La deuxième étape a consisté à simuler les adaptations aux stress abiotiques et leurs impacts sur la production, l’environnement et la santé des plantes. Concernant la culture du tournesol, espèce a priori rustique, des simulations ont été réalisées avec le modèle biophysique SUNFLO sur les performances attendues des adaptations agronomiques au changement climatique qui pourrait consister en une opportunité de l’implanter dans de nouvelles aires de culture plus septentrionales et de diversifier ainsi les rotations.

Concernant la culture de la pomme de terre, le modèle MILEOS® a été utilisé pour anticiper l’évolution du risque de mildiou avec ou sans adaptation des pratiques. On observe une modification des profils épidémiques avec un accroissement des risques au printemps sans incidence majeure sur les cumuls de risques annuels. L’avancement des dates de plantation et le développement de variétés plus résistantes au mildiou et tolérantes à la sècheresse semblent être des voies d’adaptation pertinentes pour la gestion du risque sanitaire.

Concernant le blé, l’évolution du risque sanitaire a été estimé sur rouilles, septoriose, fusariose, piétin verse ; si en l’absence d’adaptation, le risque biotique semble diminuer dans le futur pour la septoriose et la fusariose, se posent alors des questions comme le compromis à trouver face à des irrigations nécessaires pendant la montaison pour le maintien du rendement. La combinaison de plusieurs leviers permettra d’identifier les meilleurs compromis mais également l’évolution possible des risques multiagresseurs.

La dernière étape consiste à identifier les stratégies d’adaptations les plus prometteuses par analyse multicritères. Pour cela, une méthode d’évaluation multicritères, basée sur un modèle de décision multi-attributs qualitatif a été développée et déclinée pour chaque culture. Trois grandes catégories de critères d’évaluation sont considérées : la quantité et la qualité des productions, la maitrise des impacts environnementaux, la maitrise des risques sanitaires.

Les différents critères d’évaluation sont renseignés principalement à partir des sorties des modèles de culture ou des modèles épidémiologiques, et sont complétés par le calcul de quelques indicateurs économiques (marge semi- nette) ou environnementaux (consommation d’énergie) (figure 8.7).

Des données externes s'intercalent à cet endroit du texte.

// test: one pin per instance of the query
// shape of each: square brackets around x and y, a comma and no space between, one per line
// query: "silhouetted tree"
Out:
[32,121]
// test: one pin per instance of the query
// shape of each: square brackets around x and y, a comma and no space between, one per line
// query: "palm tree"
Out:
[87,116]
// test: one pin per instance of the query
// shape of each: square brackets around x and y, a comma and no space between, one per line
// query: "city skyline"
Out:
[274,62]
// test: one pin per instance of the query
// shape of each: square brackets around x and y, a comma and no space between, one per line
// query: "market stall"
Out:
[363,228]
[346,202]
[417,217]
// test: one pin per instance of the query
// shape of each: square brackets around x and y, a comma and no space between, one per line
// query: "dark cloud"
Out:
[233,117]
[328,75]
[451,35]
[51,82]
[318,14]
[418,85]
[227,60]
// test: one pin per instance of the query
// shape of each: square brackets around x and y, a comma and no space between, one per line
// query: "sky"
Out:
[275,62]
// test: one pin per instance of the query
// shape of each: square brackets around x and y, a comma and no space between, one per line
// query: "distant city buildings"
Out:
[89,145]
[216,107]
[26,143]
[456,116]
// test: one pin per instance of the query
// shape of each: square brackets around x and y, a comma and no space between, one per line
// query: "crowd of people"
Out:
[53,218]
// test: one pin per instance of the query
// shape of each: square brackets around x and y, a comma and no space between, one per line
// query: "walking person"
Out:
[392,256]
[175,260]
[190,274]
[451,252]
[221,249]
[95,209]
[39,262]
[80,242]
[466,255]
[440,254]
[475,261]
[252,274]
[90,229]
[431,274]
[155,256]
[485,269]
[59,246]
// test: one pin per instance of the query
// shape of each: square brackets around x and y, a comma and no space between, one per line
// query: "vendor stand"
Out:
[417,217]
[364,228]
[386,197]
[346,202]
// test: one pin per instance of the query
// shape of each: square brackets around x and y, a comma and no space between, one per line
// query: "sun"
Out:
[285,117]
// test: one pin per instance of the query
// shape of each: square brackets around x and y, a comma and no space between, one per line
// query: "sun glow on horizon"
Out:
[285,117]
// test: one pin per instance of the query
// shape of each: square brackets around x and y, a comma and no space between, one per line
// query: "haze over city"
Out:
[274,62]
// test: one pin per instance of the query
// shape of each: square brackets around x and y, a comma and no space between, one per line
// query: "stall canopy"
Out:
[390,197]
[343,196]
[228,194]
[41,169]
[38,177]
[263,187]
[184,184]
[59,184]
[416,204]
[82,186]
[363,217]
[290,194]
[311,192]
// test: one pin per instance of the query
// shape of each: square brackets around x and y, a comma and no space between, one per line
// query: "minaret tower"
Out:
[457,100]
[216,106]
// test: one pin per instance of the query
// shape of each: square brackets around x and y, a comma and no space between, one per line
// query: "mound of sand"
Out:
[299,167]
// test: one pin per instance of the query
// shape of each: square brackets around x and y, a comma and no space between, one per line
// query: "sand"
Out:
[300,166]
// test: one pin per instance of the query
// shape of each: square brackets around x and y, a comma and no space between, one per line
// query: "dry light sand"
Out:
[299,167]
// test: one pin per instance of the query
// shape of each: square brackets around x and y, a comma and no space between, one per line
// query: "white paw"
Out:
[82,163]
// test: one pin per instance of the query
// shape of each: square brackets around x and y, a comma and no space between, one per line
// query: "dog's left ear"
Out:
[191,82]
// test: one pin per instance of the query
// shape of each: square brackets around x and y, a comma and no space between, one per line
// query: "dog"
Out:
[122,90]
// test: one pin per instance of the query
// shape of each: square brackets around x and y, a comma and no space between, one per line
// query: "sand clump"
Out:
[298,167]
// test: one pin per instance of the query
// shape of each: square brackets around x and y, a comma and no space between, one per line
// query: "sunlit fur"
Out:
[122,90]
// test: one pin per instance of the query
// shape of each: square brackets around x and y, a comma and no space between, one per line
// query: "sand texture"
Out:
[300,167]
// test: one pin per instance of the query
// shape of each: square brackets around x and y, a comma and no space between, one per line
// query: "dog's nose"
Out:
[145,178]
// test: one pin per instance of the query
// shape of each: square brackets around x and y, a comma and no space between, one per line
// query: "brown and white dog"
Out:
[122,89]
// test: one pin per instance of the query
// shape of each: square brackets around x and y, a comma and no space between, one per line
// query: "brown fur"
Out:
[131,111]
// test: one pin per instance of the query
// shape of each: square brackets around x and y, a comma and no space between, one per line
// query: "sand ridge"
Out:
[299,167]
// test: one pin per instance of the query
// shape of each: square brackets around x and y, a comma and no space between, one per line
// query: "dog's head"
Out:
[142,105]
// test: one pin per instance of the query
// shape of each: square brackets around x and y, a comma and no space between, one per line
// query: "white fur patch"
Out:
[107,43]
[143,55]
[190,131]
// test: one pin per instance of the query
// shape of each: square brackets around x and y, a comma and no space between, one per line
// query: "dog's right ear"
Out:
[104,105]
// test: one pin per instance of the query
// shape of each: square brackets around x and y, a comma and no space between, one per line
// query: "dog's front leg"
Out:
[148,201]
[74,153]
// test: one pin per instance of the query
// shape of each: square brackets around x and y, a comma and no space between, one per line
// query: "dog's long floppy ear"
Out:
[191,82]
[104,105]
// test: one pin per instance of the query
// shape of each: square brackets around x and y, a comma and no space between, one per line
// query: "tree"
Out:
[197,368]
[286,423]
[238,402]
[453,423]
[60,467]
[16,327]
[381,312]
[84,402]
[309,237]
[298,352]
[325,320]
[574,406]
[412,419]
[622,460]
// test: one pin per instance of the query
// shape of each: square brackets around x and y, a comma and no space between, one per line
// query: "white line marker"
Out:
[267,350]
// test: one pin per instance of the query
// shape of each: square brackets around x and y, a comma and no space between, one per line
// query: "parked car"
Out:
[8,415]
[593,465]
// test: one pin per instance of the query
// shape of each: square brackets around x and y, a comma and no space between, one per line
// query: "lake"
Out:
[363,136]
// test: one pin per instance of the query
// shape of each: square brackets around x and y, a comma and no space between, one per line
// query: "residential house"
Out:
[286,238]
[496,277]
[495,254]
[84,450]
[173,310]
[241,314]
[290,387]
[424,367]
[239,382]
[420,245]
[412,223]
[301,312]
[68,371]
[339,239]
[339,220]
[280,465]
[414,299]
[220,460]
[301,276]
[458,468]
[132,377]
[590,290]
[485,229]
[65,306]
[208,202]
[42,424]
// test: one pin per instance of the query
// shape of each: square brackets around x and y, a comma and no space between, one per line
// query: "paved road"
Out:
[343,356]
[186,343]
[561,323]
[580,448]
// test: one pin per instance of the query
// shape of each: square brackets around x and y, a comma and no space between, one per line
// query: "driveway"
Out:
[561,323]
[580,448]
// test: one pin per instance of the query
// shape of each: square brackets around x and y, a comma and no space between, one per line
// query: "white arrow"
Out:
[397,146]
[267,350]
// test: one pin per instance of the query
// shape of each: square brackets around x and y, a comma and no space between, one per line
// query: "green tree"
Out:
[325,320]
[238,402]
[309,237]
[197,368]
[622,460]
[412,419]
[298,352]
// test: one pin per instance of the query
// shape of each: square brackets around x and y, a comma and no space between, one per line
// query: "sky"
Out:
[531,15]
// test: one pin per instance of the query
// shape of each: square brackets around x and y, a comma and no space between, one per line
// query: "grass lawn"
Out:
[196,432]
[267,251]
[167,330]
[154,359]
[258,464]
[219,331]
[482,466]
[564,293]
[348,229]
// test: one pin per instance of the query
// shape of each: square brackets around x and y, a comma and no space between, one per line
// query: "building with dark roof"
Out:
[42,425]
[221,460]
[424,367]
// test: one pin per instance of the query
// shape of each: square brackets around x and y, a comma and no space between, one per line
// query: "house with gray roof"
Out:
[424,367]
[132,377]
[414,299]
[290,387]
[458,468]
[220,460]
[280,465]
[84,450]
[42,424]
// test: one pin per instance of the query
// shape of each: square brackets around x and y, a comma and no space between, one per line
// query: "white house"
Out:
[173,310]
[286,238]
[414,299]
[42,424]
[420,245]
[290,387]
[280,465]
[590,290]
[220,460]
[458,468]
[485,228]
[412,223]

Les résultats d’évaluation multicritères seront présentés aux acteurs du projet et des filières régionales pour identifier les stratégies d’adaptations les plus prometteuses, des voies d’améliorations de certaines d’entre elles et discuter de la faisabilité de leur mise en oeuvre. Au niveau de l’Occitanie, le projet a donc permis d’identifier par enquêtes et expertises les voies d’adaptations préférentielles et les besoins et attentes par filière, d’évaluer à quels horizons temporels ces acteurs se projettent pour les différentes problématiques, et enfin, d’identifier par modélisation les impacts potentiels de ces adaptations sur la santé des plantes.

Figure 8.7. Identifier les stratégies d’adaptations les plus prometteuses par analyse multicritères.